Python crawler crawl Baidu Post

Last Update:2016-11-19 Source: Internet

Author: User

Developer on Alibaba Coud: Build your first app with APIs, SDKs, and tutorials on the Alibaba Cloud. Read more ＞

Also refer to the online tutorial, write crawl post content, while the crawl of the post saved to the local document:

#!/usr/bin/python
#_ *_coding:utf-8_*_
Import Urllib
Import Urllib2
Import re
Import Sys

Reload (SYS)
Sys.setdefaultencoding ("Utf-8")
#处理页面标签, remove images, hyperlinks, line breaks, and more
Class Tool:
#去除img标签, 7-bit Sky lattice
removeimg = Re.compile (' | {7}| ')
#删除超链接标签
REMOVEADDR = Re.compile (' <a.*?>|</a> ')
#把换行的标签替换为 \ n
ReplaceLine = Re.compile (' <tr>|<div>|</div>|</p> ')
#把表格制表 <td> Replace with \ t
replacetd = Re.compile (' <td> ')
#把段落开头换为 \ n plus two spaces
Replacepara = Re.compile (' <p.*?> ')
#把换行符或双换行符替换为 \ n
Replacebr = Re.compile (' <br><br>|<br> ')
#将其余标签剔除
Removeet = Re.compile (' <.*?> ')

#去除匹配到Tool
def replace (self,x):
x = Re.sub (Self.removeimg, "", X)
x = Re.sub (Self.removeaddr, "", X)
#x = Re.sub (self.replaceline, "\ n", X)
#x = Re.sub (self.replacetd, "\ T", X)
#x = Re.sub (Self.replacepara, "\ n", X)
#x = Re.sub (Self.replacebr, "\ n", X)
x = Re.sub (Self.removeet, "", X)
#strip () remove back and forth excess content
Return X.strip (). Encode (' Utf-8 ')
#百度贴吧爬虫练习
Class BDTB:

#初始化, incoming address, whether only see the parameters of the landlord
def __init__ (Self,baseurl,seelz,floortag):
#base链接地址
Self.baseurl = BaseURL
#是否只看楼主
Self.seelz = '? seelz= ' + str (SEELZ)
#HTML剔除标签工具Tool
Self.tool = Tool ()
#全局file变量, file write operation object
Self.file = None
#楼层标识, initialized to 1
Self.floor = 1
#默认的标题, this title will be used if the title is not successfully obtained.
Self.defaulttitle = u "Baidu paste"
#是否写入楼分隔符的标记
Self.floortag = Floortag

#传入页码, get the code for the page post
def getpage (Self,pagenum):
Try
url = self.baseurl + Self.seelz + ' &pn= ' + str (pagenum)
Request = Urllib2. Request (URL)
Response = Urllib2.urlopen (Request)
Tbpage = Response.read (). Decode (' Utf-8 ')
#print Tbpage
Return Tbpage
#链接报错的原因
Except Urllib2. Urlerror, E:
If Hasattr (E, "Reason"):
Print u ' link Baidu paste failed, error reason: ', E.reason
Return None

#获取帖子标题
def getTitle (self,page):
page = self.getpage (1)
#正则匹配贴吧标题
Pattern = Re.compile ('

result = Re.search (pattern,page)
If result:
#输出标题
#print Result.group (1)
return Result.group (1). Strip ()
Else
Return None

#获取帖子一共有多少页
def getpagenum (self,page):
page = self.getpage (1)
#正则匹配帖子总共有多少页
Pattern = Re.compile (' <li class= ' l_reply_num.*?</span>.*?<span.*?> (. *?) </span> ', Re.
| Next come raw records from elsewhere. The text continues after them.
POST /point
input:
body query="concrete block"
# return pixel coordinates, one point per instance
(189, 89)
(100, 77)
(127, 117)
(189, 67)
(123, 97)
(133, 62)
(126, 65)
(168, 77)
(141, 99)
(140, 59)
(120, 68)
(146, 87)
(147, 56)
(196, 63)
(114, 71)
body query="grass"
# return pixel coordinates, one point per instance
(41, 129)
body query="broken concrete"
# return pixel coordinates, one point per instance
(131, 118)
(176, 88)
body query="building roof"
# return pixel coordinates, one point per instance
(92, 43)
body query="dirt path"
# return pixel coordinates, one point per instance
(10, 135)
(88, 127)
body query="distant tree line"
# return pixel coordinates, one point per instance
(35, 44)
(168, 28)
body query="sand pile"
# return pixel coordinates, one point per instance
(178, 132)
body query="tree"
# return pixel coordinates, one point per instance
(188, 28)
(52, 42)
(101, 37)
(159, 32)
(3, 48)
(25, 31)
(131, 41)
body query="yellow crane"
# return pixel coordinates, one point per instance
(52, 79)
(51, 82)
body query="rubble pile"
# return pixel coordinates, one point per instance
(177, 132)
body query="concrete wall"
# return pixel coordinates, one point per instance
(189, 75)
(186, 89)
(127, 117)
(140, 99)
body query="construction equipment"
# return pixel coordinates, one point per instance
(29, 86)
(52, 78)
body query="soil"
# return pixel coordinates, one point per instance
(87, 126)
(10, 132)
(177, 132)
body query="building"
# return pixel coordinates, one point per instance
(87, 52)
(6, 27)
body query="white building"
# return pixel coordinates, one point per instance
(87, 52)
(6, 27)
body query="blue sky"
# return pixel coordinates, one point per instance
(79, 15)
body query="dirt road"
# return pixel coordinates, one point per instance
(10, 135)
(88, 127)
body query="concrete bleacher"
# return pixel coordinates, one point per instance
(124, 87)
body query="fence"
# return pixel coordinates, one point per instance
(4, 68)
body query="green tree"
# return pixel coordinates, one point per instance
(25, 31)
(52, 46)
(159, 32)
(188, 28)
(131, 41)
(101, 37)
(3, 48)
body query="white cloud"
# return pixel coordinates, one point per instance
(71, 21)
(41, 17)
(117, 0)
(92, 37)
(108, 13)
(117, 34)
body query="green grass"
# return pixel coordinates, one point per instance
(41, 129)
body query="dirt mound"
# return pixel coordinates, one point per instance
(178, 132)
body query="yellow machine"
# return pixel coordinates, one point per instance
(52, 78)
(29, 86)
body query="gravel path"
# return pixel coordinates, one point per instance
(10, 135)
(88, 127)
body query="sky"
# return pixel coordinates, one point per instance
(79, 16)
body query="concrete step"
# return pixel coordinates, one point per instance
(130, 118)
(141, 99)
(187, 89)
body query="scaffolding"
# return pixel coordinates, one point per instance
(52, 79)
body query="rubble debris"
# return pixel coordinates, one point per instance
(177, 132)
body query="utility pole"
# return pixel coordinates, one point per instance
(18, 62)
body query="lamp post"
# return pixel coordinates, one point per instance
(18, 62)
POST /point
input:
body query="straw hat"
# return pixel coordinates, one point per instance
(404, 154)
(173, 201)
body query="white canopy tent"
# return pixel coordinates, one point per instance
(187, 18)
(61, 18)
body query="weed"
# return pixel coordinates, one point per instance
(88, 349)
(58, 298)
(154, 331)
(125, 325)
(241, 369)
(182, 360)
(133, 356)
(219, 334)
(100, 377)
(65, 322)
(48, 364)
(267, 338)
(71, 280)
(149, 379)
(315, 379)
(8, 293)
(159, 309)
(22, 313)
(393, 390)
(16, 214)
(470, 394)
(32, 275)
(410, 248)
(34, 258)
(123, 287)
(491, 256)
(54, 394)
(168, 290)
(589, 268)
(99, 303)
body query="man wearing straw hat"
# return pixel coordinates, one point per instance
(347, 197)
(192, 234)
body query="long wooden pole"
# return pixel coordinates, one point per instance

S
result = Re.search (pattern,page)
If result:
#输出页码数
#print Result.group (1)
return Result.group (1). Strip ()
Else
Print None

#获取帖子每一个楼层的内容
def getcontent (self,page):
#正则匹配每一个楼层的内容
Pattern = Re.compile (' <div id= ' post_content.*?> (. *?) </div> ', Re. S
Items = Re.findall (pattern,page)
#floor = 1
contents = []
For item in items:
#将文本进行去除标签处理, adding line breaks before and after
Content = "\ n" + self.tool.replace (item) + "\ n"
Contents.append (Content.encode (' Utf-8 '))
#print floor,u "Building-----------------------"
#print Content
#floor + = 1
Return contents

#设置文件的标题
def setfiletitle (Self,title):
#如果标题不是None, which is the successful acquisition of the title
If title is not None:
Self.file = open (title + ". txt", "w+")
Else
Self.file = open (Self.defaulttitle + ". txt", "w+")

#向文件写入每一楼层的信息
def writedata (self,contents):
#遍历楼层
for item in contents:
If Self.floortag = = ' 1 ':
#楼 The delimiter used between
Floorline = "\ n--------------" + str (self.floor) + "floor-----------------\ n"
Self.file.write (Unicode ( Floorline, "Utf-8"))
Self.file.write (Unicode (item, "Utf-8")
Self.floor + = 1

def start (self):
Indexpage = self.getpage (1)
Pagenum = Self.getpagenum (indexpage)
title = Self.gettitle (indexpage)
Self.setfiletitle (title)
if Pagenum = = None:
Print "URL is invalid, please try again"
Return
Try
Print "This post in total" + str (pagenum) + "page"
For I in range (1,int (pagenum) + 1):
Print "writing" + str (i) + "page data"
page = Self.getpage (i)
Contents = self.getcontent (page)
Self.writedata (contents)
Except Ioerror,e:
Print "Write exception, reason" + e.message
Finally
Print "Write task complete"
Print U "Please enter the post code"
BaseURL = ' http://tieba.baidu.com/p/' + str (raw_input (U ' http://tieba.baidu.com/p/'))
Seelz = Raw_input ("Whether only to get the landlord to speak, is input 1, no input 0\n")
Floortag = Raw_input ("Whether to write floor information, is input 1, no input 0\n")
BDTB = BDTB (Baseurl,seelz,floortag)
Bdtb.start ()

Python crawler crawl Baidu Post

This article is an English version of an article which is originally in the Chinese language on aliyun.com and is provided for information purposes only. This website makes no representation or warranty of any kind, either expressed or implied, as to the accuracy, completeness ownership or reliability of the article or any translations thereof. If you have any concerns or complaints relating to the article, please send an email, providing a detailed description of the concern or complaint, to info-contact@alibabacloud.com. A staff member will contact you within 5 working days. Once verified, infringing content will be removed immediately.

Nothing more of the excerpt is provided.